Monday, November 4, 2013

Day Five-Sixty-Six: Weeeeeee

Well, we're out of that stupid canyon. Despite some possibly revenge-motivated attacks on the part of the tarantula poodles, may they rot in a fiery place of low moral standing, we managed to get away in one piece. So, yeah, we're back on the road...

... but the road is slow. Plodding. Indeed, the road would probably go by more quickly if we just got out and walked.

Libby is a miracle worker. She can take a busted piece of wood and turn it into a sculpture of a turtle with wings and a tophat in less than ten minutes. I've seen her craft furniture out of raw logs in the time it takes to pee. And, on the more practical side, she can usually transform a broken personnel carrier into, you know, one that is not broken. 

Not this time. No, this time the Dauphine remains fairly busted. We just didn't have enough wood to patch 'er up properly, because trees don't grow in rocky canyons. There are holes everywhere. S'pretty damned drafty. The November winds are sweeping through the transport all the time, now. We need to get it properly fixed up before winter comes, or all of Libby's ideas for weatherproofing the thing will come to naught.

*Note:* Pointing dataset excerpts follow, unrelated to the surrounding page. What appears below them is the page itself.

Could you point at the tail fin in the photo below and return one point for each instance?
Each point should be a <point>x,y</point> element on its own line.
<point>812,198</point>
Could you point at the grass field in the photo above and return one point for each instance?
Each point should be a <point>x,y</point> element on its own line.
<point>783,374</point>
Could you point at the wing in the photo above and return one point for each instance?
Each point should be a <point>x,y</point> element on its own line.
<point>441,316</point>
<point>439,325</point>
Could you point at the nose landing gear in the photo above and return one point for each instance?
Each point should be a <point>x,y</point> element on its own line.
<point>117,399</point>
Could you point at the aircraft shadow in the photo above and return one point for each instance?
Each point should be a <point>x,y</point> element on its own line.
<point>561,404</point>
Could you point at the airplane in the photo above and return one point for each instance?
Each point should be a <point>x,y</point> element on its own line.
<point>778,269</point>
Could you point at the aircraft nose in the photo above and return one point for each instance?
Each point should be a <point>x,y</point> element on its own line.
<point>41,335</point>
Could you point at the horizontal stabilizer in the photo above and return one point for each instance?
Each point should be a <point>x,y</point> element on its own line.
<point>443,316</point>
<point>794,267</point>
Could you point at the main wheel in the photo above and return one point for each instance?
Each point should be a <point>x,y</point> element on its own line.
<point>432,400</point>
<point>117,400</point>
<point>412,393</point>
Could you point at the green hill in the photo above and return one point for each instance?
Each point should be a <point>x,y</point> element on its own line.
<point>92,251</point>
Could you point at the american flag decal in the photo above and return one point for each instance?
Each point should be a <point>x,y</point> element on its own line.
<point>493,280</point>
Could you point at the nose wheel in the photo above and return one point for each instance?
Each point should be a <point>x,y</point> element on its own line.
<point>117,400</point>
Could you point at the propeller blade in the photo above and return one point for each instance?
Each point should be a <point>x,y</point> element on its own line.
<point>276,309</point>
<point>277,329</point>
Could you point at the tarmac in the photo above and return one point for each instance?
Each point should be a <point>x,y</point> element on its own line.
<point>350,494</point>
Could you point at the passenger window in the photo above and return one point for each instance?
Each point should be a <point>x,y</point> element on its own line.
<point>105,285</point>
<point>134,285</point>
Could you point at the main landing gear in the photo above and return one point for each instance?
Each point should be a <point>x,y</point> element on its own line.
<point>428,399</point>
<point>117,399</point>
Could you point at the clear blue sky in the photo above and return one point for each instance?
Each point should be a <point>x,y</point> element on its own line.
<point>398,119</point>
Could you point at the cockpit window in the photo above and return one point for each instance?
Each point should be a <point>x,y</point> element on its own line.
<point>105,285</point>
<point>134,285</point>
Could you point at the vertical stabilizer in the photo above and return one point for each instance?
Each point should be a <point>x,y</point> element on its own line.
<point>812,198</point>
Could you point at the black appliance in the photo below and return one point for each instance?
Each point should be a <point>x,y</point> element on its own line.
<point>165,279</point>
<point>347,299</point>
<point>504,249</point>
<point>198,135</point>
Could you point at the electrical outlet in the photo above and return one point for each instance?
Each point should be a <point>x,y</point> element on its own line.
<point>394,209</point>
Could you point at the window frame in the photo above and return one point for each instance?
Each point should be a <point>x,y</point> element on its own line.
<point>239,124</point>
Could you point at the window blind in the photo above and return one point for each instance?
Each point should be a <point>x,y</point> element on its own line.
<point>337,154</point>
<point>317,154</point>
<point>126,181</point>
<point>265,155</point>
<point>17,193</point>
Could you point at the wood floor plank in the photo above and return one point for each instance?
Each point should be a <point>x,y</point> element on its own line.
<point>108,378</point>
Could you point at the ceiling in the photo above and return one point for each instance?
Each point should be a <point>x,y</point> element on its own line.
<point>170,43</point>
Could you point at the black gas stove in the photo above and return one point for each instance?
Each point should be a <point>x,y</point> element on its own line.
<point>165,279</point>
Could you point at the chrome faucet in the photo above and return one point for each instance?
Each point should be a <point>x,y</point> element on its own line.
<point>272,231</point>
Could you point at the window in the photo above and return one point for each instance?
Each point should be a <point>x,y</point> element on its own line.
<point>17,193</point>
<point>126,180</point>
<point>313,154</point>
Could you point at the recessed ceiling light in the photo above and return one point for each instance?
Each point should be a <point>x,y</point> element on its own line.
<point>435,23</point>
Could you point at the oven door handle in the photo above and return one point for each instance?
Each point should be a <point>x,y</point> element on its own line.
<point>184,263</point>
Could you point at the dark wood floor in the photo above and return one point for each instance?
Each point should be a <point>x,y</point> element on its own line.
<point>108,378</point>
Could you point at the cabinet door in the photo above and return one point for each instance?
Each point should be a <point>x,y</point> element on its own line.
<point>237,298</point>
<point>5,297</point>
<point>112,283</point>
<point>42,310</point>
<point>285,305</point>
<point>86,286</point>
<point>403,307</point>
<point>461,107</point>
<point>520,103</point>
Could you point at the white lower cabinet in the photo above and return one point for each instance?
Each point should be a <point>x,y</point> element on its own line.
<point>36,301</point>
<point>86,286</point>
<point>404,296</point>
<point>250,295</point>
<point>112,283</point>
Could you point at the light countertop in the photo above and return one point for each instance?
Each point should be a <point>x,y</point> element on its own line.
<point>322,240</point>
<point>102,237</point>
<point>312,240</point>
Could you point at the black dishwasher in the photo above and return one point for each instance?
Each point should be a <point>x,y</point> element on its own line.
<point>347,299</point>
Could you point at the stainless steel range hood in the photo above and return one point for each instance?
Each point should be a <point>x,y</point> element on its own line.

But the holes aren't the real problem. The real problem is the mechanism.

I've never understood the mechanism. It's a part of the engine, situated near one of the wheel axles, which looks a bit like a sick elephant. When the wheels turn, the mechanism gyrates. Kinda looks like it's dancing. The point is that the mechanism is needed to make our great machine run properly, and, uh, ours got damaged in the flight from the border.

Libby tried to explain the mechanism to me, once, but she failed. She told me it was a thing of infinite intricacies; a part of the Dauphine, so integral and so finicky, that to fix it in the field is to skirt insanity. Without a properly-functioning mechanism, our miraculous rolling home is reduced to a sorry plod that isn't much faster than a steady jaunt. Before the Dauphine was a rhino; now it is a snail. 

We have a partial solution. Anticipating the fragile nature of the mechanism, Libby installed a backup propulsion system. Working in tandem with Queen Daena's crazy legs, a team of some twenty people have been jogging on 'the Hamster Wheel' to get the Dauphine back up to speed. Imagine a water wheel that's propelled on its course by walking rather than liquid and you can understand the principle behind the Hamster Wheel. It's big, it's round, it's silly, it's all we've got.

(I've spent some time in the Wheel myself, walking on a constant uphill course that takes you nowhere. Makes you feel a bit like a pet on a leash. Very embarrassing... though less so when you're not the only one on the thing.)

Libby's pouring through the books we brought, hoping to concoct an alternate way to power the Hamster Wheel. I pray she finds something soon, 'cause we're going across bumpy terrain right now and my gams are killin' me.